Programme discoveries so far


  • Twenty species of cetacean (i.e., whales, dolphins & porpoises) were recorded, analysed and mapped with almost 2,200 sighting records accumulated across both projects and over two years of field study. 
  • A cumulative abundance of 380 Sperm whales was found in this region, using acoustic detection and tracking methods.
  • Species such as the Beluga/White whale were found - a mainly Arctic species
  • Minke whales were the most frequently observed and abundant baleen whale species, numbering approximately 12,000 in summer and 5,000 in winter and there were significant sightings of Minke whale calves.
  • Fin whales occurred in Irish waters both in summer and winter, the analysis showing the continental slope and nearby deep waters to be an important area for this species, possibly for feeding and/or migration. 
  • Many sound recordings were made of rarely-seen beaked whales, which are deep-diving offshore species poorly known to science.
  • At least three species of beaked whales were recorded during the ObSERVE surveys, primarily in deep oceanic waters along the continental margin, the Porcupine Basin and eastern Rockall Basin.  The records collected during the aerial project were sufficient to provide the first estimates recorded for this study area of 2,500 individuals in summer and 4,000 in winter. 
  • Endangered Blue whales could be detected underwater up to 115-200km away and strong seasonal patterns in their sounds were noted and described.


  • Considerable variation was found in the distribution, abundance and movements of dolphin species.
  • Bottlenose dolphins were much more abundant during the winter than the summer, with densities in the second winter (2016-17) being among the highest ever recorded.
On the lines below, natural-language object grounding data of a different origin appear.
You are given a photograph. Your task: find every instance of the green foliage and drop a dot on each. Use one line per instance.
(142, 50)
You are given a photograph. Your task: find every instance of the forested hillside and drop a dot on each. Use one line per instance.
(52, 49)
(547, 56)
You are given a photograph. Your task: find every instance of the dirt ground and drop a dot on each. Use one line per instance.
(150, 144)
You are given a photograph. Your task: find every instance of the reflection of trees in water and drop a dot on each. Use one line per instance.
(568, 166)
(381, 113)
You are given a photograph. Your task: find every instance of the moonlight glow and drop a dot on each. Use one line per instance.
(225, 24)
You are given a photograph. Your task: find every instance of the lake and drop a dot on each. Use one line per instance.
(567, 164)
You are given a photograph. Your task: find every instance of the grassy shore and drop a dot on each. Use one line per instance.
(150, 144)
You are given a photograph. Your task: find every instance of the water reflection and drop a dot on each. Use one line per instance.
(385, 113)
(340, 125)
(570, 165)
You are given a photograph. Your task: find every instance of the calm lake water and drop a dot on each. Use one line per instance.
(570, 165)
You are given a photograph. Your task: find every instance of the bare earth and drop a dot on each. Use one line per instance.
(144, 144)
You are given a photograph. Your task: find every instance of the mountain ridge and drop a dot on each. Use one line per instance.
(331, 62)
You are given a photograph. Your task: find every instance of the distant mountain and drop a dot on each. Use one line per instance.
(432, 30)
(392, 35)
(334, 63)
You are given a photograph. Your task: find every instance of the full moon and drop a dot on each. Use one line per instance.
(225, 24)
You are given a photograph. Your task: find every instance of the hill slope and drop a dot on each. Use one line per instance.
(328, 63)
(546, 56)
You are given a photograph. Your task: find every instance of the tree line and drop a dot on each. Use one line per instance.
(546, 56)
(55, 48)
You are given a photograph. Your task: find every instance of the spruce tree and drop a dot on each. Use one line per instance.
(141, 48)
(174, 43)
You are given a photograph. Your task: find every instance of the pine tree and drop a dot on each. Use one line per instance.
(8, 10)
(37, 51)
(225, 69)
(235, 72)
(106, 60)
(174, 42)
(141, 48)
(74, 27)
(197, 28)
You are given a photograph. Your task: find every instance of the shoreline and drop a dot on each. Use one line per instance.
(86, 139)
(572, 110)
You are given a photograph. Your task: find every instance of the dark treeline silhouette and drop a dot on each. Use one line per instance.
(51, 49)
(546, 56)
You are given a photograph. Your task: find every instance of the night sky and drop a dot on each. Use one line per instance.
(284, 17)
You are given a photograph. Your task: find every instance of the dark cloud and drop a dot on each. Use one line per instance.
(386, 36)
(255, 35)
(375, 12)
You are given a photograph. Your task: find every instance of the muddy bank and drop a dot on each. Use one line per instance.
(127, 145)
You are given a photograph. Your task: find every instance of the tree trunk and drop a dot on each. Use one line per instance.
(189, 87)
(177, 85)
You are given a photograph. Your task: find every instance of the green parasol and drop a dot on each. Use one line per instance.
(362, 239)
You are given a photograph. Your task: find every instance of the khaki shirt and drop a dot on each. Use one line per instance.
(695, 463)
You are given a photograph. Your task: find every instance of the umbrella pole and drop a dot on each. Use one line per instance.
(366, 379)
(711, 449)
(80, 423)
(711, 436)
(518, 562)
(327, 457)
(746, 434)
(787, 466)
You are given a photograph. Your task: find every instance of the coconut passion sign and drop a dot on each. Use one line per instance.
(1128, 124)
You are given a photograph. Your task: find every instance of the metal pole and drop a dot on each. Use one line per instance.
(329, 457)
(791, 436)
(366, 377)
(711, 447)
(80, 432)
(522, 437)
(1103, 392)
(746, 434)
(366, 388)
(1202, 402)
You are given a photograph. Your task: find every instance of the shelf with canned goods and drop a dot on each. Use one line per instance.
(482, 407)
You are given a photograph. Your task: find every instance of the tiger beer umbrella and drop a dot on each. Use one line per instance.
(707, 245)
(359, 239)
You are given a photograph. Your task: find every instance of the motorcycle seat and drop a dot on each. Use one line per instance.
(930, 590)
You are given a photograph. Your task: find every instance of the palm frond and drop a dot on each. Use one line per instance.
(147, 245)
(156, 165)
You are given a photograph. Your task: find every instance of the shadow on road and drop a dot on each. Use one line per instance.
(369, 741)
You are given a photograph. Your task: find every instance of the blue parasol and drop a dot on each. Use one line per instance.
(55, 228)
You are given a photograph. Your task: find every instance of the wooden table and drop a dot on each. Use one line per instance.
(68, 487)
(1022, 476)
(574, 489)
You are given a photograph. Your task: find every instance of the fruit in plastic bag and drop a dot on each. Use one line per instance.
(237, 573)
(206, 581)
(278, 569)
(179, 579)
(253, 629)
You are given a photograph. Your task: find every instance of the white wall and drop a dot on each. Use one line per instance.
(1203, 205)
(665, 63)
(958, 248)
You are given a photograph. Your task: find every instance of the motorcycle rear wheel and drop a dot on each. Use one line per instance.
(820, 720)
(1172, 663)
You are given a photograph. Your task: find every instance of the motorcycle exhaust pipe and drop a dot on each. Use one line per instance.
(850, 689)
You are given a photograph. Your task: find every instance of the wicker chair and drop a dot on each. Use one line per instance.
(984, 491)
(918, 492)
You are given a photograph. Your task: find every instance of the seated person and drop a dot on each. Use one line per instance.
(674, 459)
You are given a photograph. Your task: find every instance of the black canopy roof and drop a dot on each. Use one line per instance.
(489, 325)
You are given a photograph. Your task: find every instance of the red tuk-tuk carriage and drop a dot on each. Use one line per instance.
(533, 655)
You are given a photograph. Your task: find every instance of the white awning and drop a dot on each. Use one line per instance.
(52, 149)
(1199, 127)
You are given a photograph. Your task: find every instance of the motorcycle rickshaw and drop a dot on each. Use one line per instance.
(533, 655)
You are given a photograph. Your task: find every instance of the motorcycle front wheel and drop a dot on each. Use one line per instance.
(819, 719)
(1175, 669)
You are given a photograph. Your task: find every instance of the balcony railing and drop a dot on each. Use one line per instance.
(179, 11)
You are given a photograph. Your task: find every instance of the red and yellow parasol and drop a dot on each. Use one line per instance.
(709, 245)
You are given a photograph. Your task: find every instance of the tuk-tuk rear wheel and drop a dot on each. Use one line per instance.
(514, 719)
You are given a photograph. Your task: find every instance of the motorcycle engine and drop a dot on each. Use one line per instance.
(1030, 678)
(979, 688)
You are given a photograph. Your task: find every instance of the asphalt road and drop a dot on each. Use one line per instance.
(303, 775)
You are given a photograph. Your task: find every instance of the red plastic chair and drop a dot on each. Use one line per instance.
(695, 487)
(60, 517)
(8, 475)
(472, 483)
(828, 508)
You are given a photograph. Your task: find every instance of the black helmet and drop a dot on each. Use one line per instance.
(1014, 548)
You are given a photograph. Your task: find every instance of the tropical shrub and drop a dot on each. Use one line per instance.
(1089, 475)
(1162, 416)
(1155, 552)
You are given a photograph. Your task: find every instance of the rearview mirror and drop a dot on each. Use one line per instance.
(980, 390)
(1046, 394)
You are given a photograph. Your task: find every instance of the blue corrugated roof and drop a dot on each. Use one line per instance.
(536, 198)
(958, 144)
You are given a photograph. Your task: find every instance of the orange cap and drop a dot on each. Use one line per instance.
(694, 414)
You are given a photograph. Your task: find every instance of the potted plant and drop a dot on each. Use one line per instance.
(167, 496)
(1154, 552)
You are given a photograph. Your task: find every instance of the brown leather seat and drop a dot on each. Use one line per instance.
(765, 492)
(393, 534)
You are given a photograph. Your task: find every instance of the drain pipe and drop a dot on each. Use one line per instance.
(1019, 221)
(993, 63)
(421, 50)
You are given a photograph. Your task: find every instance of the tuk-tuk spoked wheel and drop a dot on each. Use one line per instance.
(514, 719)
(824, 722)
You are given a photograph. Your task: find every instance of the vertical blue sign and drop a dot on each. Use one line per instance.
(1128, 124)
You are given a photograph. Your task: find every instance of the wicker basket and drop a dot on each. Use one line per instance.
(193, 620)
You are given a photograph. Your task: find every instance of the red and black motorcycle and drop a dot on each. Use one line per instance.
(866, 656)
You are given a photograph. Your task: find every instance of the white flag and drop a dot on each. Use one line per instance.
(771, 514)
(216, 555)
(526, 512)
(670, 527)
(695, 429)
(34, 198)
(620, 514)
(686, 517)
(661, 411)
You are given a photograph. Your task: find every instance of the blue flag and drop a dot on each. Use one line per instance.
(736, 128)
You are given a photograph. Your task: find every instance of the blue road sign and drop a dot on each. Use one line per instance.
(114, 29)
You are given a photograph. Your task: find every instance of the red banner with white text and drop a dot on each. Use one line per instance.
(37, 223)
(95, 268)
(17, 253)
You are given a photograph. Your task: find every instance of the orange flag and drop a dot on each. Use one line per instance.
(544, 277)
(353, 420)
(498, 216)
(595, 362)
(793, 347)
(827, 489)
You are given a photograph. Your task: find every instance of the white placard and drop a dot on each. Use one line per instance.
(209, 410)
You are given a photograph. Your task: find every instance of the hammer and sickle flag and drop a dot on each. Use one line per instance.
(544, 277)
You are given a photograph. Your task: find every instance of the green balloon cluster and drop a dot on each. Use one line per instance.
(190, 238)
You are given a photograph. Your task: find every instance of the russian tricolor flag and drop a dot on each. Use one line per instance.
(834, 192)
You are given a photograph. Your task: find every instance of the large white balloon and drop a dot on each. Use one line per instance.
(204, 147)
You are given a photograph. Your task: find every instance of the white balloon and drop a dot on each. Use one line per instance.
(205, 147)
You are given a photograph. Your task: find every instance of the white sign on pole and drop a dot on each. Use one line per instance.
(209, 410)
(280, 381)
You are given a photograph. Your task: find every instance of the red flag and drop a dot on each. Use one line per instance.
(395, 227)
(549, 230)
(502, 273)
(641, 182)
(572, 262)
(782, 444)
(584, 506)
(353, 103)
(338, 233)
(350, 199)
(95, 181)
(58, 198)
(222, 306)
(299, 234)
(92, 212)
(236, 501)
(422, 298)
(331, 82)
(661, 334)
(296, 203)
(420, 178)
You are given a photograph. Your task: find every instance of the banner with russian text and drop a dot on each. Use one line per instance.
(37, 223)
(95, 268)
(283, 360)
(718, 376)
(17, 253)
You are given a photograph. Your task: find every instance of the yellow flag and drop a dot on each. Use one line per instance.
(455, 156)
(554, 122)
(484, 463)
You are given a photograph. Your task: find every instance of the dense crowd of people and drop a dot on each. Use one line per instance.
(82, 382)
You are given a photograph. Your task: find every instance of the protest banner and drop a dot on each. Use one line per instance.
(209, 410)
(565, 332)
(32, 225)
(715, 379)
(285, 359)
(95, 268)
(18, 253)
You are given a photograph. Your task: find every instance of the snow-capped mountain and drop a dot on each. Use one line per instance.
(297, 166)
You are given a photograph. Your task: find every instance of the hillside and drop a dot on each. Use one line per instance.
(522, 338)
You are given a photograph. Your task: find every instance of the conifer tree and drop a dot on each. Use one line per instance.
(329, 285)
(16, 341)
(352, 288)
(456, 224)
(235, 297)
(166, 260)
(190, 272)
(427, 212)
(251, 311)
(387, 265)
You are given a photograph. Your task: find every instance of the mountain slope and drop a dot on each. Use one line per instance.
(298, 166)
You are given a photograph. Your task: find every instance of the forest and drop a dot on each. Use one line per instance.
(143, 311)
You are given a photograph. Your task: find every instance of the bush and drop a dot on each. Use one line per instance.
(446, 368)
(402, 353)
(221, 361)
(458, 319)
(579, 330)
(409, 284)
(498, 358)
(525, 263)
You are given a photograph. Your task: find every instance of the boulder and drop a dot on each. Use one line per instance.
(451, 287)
  • Aerial surveys highlight the importance of the Atlantic Margin for seabirds with almost half a million seabirds located within the study area during both summer and winter, with bird densities highest in coastal areas.  10,000 sightings of seabirds were recorded, representing 24 species.
  • The Western Irish Sea is shown to be of major importance for seabirds. 6,687km of fine-scale aerial surveys were carried out there in 2016. These estimated 100,000 birds present in summer, 90,000 in winter with migrating seabirds boosting these estimates to 300,000 in the autumn.
  • Seabirds such as Puffins, Guillemots, Petrels, Gannets and Shearwaters were regularly recorded in summer, while Kittiwakes, Gulls and Fulmars were more commonly recorded in winter.
  • White-tailed Tropicbirds were found during the project. This is a species usually seen in the tropics.